You’ll also find a short instruction manual in the box and a small plastic device that looks like the end of a stethoscope. It has two uses – one end is a magnetic tool for switching out aperture disks, and the disks are stored in the other end. The lens has a steel base, and other parts appear to be composite and plastic.
Using the lens is straightforward and intuitive once you have a feel for how it handles. The (very brief) accompanying guide suggests composing your image with the lens in its normal position, manually focusing, moving the front part of the lens to position your sweet spot accordingly and then adjusting focus again. It’s also suggested to try slight movements first rather than putting your sweet spot at the very edge of the frame.
This proved to be good advice. When the focused portion of the image falls somewhere within the center of the frame or out to the “rule of thirds” crosshairs, sharpness is optimized.
There are infinite possibilities once you’re comfortable with the lens. That’s what potentially makes using the lens so addictive. Once you’ve spotted a subject, you can tweak your focus and the angle of the lens in any number of ways for any amount of time until you’ve annoyed your spouse or companions or whoever you’re out with.

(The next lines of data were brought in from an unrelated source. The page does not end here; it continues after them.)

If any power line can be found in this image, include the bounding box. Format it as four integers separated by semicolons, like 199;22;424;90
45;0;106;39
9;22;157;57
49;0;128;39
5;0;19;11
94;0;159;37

Different aperture disks will change the size of your sweet spot and therefore the dramatic effect of your photo. But here’s the Composer’s Achilles heel. Changing out aperture disks takes a couple of seconds, but that’s a couple of seconds you may not have. If you’re used to making changes on the fly, you might find the aperture disk system a bit frustrating. I shot mostly with the f/4 disk for this review, and that generally gave me a tight sweet spot with enough room to work with. The disk holder is easily stashed in a camera bag or even a coat pocket, so it’s easy to keep it on hand. It’s probably better, though, to stick with one disk for an extended amount of time.
Using the slowest aperture disks (higher numbers) will noticeably darken the image you see through your viewfinder. It’s a good idea to pay attention to your camera’s metering system if you’re able to do so.